Anyone who has ever cast a dry fly into a lake or stream knows that feeling. All is quiet, all is peaceful—then bam! A hungry mouth breaks the surface, the fly disappears into the depths, and the world becomes a thrashing primordial tug-of-war between worlds—man versus scaly beast.
For hundreds of years, the Coast Salish people of British Columbia constructed massive weirs from willow trees to corral salmon as they migrated upstream to spawn. Hawaiian slings are designed to shoot their prey like an underwater bow and arrow. In the American South, brave noodlers stick their hands into catfish holes with their own fingers as bait. And in one small village in Scotland, flounder trampers walk into the shallows and simply step on their fish.
Tickling, gigging, binning, gaffing, gillnetting, harpooning, handlining, seining, trawling, jigging—there might be even more ways to catch a fish than to cook one.

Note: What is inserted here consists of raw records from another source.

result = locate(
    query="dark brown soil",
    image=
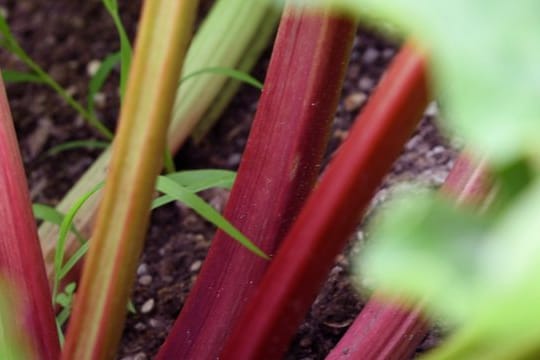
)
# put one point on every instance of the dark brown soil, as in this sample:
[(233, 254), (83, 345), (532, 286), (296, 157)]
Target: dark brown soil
[(64, 37)]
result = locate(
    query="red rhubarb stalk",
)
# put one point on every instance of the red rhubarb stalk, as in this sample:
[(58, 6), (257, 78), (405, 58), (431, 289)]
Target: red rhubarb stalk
[(21, 260), (278, 169), (332, 212), (386, 331)]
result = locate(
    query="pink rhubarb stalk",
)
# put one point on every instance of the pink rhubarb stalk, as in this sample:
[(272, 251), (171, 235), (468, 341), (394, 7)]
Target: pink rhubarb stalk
[(98, 316), (21, 261), (385, 331), (278, 169), (332, 212)]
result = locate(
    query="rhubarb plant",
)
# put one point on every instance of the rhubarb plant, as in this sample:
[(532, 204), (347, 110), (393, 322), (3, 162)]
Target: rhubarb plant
[(240, 31), (475, 269)]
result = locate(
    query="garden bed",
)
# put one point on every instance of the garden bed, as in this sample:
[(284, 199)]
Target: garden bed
[(66, 38)]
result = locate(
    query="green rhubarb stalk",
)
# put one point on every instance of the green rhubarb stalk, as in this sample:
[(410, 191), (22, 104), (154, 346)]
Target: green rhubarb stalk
[(240, 30), (21, 260), (100, 307), (257, 34)]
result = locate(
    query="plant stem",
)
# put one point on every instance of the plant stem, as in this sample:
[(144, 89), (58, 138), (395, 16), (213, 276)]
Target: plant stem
[(100, 307), (278, 170), (21, 260), (393, 331), (217, 32), (331, 212)]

Japan’s Deep Connection to Fishing
Bound by the sea and blessed with numerous rivers and streams, Japan has long been known as a nation of fish lovers, with different regions developing particular local cuisines along with unique methods for procuring a tasty catch. Ukai, the ancient Japanese tradition of fishing with tame cormorants, is surely one of the most unusual.
Credit: Kuochuan Cheng
Practiced in Japan for at least 1,400 years, ukai claims its origins from the Nagaragawa River in Gifu, where it endures to this day. The basic process involves tying loose wire rings around the long necks of the cormorants, enabling the birds to swallow small prey but causing larger fish to become stuck in the gullet. The fisherman, known as an usho, then pulls the cormorant back to the boat where he extracts the fish. The most sought-after catch is the ayu, a freshwater sweetfish prized for its delicate texture and flavor.
While ukai in Gifu was once a practical form of obtaining fish to be consumed and sold, these days it survives for its cultural value. The traditions and skills handed down from parent to child through countless generations have led to ukai being designated as an Intangible Cultural Property of Japan and formally recognized as Goryo Ukai (Imperial Cormorant Fishing) by the Japanese Imperial Family.
A Spectacle for Lords, Warlords and Travelers
The entertainment value of ukai fishing was also recognized hundreds of years ago by the Japanese elite. As far back as the Heian period (794-1185), lords and ladies from the Imperial Court in Kyoto gathered on a pleasure craft to watch the usho and their birds in action.
The warlord Oda Nobunaga was also charmed by ukai. After seizing Inabayama Castle by the Nagaragawa in 1567 and renaming it Gifu Castle, he began to invite friends and loyalists such as Takeda Shingen and future shogun Tokugawa Ieyasu to observe the cormorants and their masters at work, followed by banquets featuring their fresh sweetfish catch.
Visiting Gifu Today: Modern Ukai Performances
These days, a modern reconstruction of Gifu Castle perches beautifully, if ahistorically, atop Mount Kinka at a bend in the Nagarawa River, a picture-perfect backdrop to modern demonstrations of ukai. These ukai performances are held from May to October each year, drawing in curious onlookers from all over the world. Guests are taken out onto the river at dusk in long wooden boats, each tipped with a basket containing a blazing fire that attracts fish and provides the boatman and his cormorants with a light by which to see.
If you are picturing a man and a bird linked by a single rope, think again. Each usho—clad in traditional blue shirt and hat to fend off sparks and ashes from the flames—controls his own personal fotilla of 10-12 cormorants like a master puppeteer, keeping a careful eye on the birds as they plunge underwater to catch fish. When I first witnessed it in person, the comparison that came to mind was not fishing-related at all, but of my father’s hunting dogs in Canada, ranging out in front of him, searching for birds to flush out of their hiding spots.
With flaming lanterns, dramatic scenery and trained diving birds, it is a wonderful spectacle unlike anything you will see elsewhere in the world. But at the end of the evening, as you sit down to your lavish post-ukai meal, it ultimately comes down to the simple pleasure of catching—and eating—fish.